Heriyus, yang diketahui memiliki harta kekayaan paling rendah di antara kepala daerah se-Kalteng, terus berfokus pada pemerataan pembangunan. Ia menegaskan, keberhasilan pembangunan bukan sekadar soal anggaran, tapi tentang komitmen dan keberpihakan terhadap masyarakat kecil.
“Saya ini bukan orang kaya, tapi saya ingin daerah kita kaya potensi, kaya kesempatan untuk masyarakat,” ujarnya dalam salah satu agenda di Puruk Cahu, Senin (7/10).

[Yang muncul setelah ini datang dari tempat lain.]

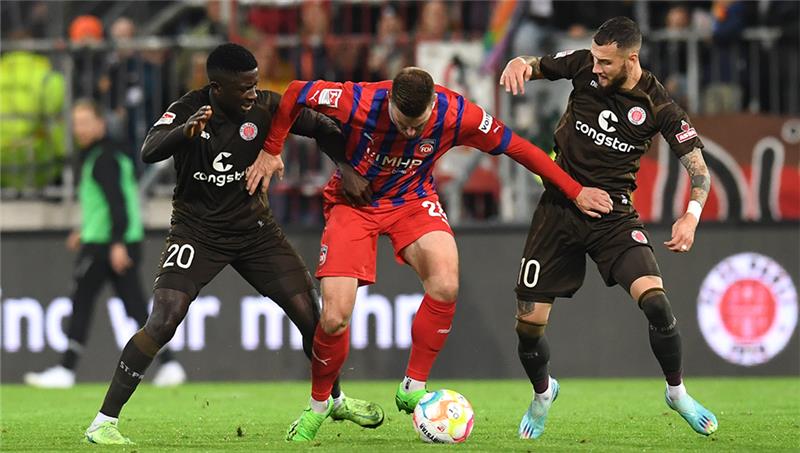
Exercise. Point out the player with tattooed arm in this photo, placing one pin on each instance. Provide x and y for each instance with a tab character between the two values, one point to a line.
614	111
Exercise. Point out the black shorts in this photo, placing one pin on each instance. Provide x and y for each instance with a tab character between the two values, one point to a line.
560	236
264	258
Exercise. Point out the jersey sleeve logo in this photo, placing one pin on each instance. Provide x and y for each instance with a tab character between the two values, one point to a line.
687	132
166	118
427	145
563	53
637	115
486	122
248	131
330	97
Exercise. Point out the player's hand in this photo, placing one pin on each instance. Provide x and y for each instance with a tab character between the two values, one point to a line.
593	202
119	258
355	188
682	234
197	122
74	241
515	74
261	171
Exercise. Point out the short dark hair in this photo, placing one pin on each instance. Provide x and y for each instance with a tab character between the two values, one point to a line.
620	30
412	91
90	104
230	57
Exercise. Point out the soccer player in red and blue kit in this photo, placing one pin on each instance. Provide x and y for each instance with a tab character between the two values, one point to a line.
395	131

Kabupaten Murung Raya merupakan kabupaten terluas di Kalteng, dengan luas mencapai 23.575,30 km². Tantangan besar seperti infrastruktur terbatas dan jarak antardesa yang jauh, justru menjadi motivasi bagi Pemkab untuk memperkuat konektivitas dan akses ekonomi.
Langkah-langkah strategis seperti pembangunan jalan antar kecamatan, pemberdayaan UMKM lokal, serta peningkatan layanan publik menjadi kunci peningkatan ekonomi daerah. Hasilnya, UMK Murung Raya terus meningkat setiap tahun, menunjukkan tren positif bagi kesejahteraan tenaga kerja.
Masyarakat pun mulai merasakan perubahan. Salah satu warga, Syarifudin, pedagang di Pasar Puruk Cahu, mengatakan harga kebutuhan pokok relatif stabil dan daya beli meningkat.
“Sekarang ramai, banyak proyek jalan juga buka peluang usaha baru. Bupati kami kerja nyata, bukan cuma janji,” ujarnya.
Heriyus berharap capaian ini bisa menjadi motivasi bagi aparatur dan masyarakat agar terus menjaga integritas, disiplin, dan semangat gotong royong untuk memajukan Murung Raya.